Woody Allen plays his usual character, this time named Isaac: an upper-class Jewish neurotic in love with women too beautiful and young for him. In this case, he takes it to its honest extremes: his girlfriend is a seventeen year old girl named Tracey played by Mariel Hemingway, who looks impossibly young and innocent and makes Allen's character the most cruel but honest portrayal of that mid-life crisis attempt to regain youth by immersing oneself in another's. (Allen's current relationship to his ex-wife's adopted daughter, some thirty years younger than him, is made all the more painfully funny by this film.) Not that Tracey is childish; in many ways, she is more mature than he is. We first meet them when they are out on a double date with Allen's friend Yale (Michael Murphy) and his wife Emily (Anne Byrn). Yale is secretly seeing another woman, and has fallen in love. He is conflicted over whether to leave his wife for her.

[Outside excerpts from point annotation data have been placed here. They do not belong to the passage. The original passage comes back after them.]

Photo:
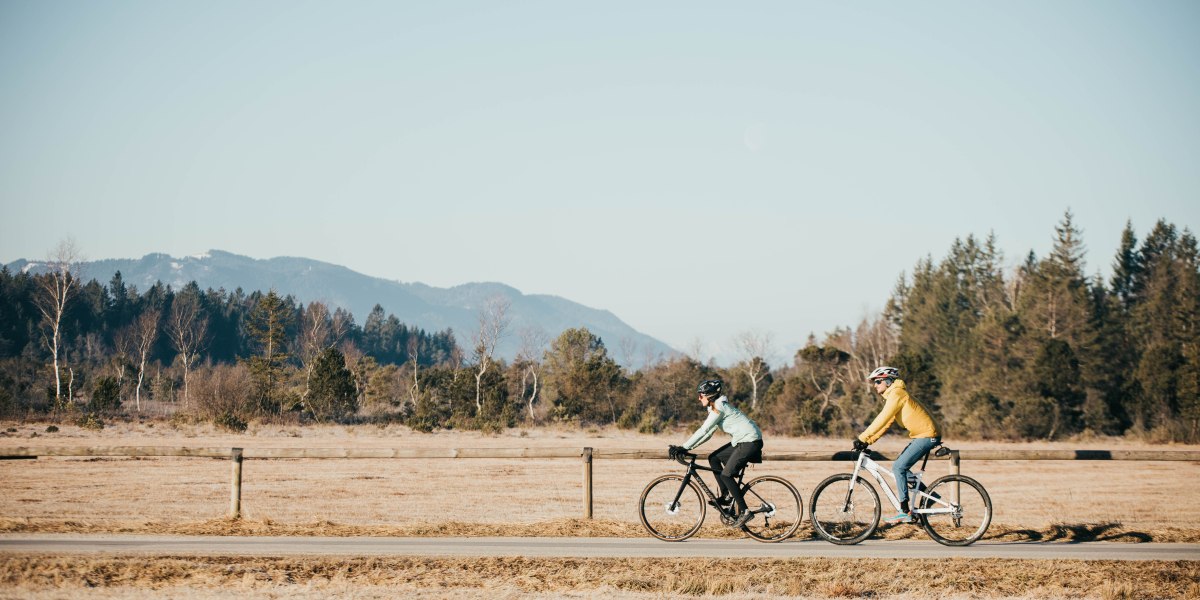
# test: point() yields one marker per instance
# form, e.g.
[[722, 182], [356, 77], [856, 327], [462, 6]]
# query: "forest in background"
[[1039, 352]]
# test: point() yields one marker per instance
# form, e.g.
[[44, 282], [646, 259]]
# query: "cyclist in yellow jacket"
[[910, 414]]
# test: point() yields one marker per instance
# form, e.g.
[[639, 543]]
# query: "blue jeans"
[[911, 454]]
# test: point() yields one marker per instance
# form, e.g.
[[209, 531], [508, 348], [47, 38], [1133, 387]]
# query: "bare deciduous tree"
[[55, 289], [628, 352], [756, 349], [319, 331], [493, 321], [533, 342], [414, 357], [187, 329], [144, 333]]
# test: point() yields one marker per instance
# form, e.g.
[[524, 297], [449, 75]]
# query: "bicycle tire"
[[837, 523], [972, 515], [786, 509], [660, 519]]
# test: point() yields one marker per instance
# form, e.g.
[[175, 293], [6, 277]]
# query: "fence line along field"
[[1153, 499]]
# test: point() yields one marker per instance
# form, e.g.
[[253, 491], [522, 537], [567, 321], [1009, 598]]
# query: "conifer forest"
[[1045, 349]]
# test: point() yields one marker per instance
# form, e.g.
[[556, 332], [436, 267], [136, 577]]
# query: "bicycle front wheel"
[[671, 510], [955, 510], [845, 513], [777, 505]]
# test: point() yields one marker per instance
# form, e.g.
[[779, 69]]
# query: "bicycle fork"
[[850, 486]]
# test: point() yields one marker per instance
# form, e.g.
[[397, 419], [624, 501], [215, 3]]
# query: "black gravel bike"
[[672, 507]]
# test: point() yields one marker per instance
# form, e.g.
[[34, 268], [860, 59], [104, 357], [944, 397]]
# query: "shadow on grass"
[[1073, 532], [1057, 532]]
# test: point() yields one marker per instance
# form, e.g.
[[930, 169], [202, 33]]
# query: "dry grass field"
[[1033, 501]]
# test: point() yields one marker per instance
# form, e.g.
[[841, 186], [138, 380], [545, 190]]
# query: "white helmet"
[[883, 373]]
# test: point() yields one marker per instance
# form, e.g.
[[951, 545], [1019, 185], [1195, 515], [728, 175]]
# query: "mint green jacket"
[[730, 420]]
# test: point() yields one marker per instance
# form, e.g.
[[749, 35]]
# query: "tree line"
[[1042, 351]]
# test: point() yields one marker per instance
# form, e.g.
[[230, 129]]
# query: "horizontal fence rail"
[[238, 455]]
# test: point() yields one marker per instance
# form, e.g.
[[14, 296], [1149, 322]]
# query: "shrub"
[[229, 421], [90, 421], [222, 396], [106, 395]]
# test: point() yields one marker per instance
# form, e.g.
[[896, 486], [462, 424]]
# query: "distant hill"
[[414, 304]]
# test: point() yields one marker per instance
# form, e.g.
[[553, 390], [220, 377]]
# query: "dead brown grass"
[[569, 528], [1033, 501], [643, 577]]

We meet this wonderful girlfriend when Isaac and Tracey run into Yale and Mary (Diane Keaton) at an art museum. In a hilarious exchange, Mary drives Isaac to the point of violence by summarily tearing apart every writer, filmmaker, and artist he holds dear. But she compliments the stupid sitcom he writes, so of course he's in love, although his feelings for her are a mix of disgust, fear, and desire.
To cut the summary short, this is a story about new relationships that come too quick on the heels of old ones. Mary and Isaac feel what looks like love, but there is always a vein of wondering what might have been. The stunning and heartbreaking final scene, which I would call one of the best dramatic scenes in a Woody Allen film, is a symphony of missed chances.
The visuals... I could weep with joy at how beautiful this movie is. The observatory sequence... Gordon Willis's images made me sigh wistfully, the way you react to one of Sven Nykvist's shots in a Bergman film. He also shot Coppola's Godfather trilogy. Based on these three films, he has to be in the top five cinematographers of all time. If I worked for a lifetime and produced even a handful of shots as great as the ones that make up this film, I would die happy.
A lot of people call this film Allen's love letter to Manhattan. I can see that. Look how lovingly the film shows the skyline, the busy streets, the elegant lobbies of classy hotels, the beautiful interaction of the city with Central Park. His opening monologue, played over a montage of images of his city, tells it better than I can. It's a testament of adoration, tempered with exasperation. Since he made this film, a lot has happened to Allen's favorite city. Specifically, the "H" in the movie poster and trailer for the film is gone. The twin towers of the World Trade Center are now a gap in the sky. But life goes on in the city. In a way, I think that's also what this movie is about.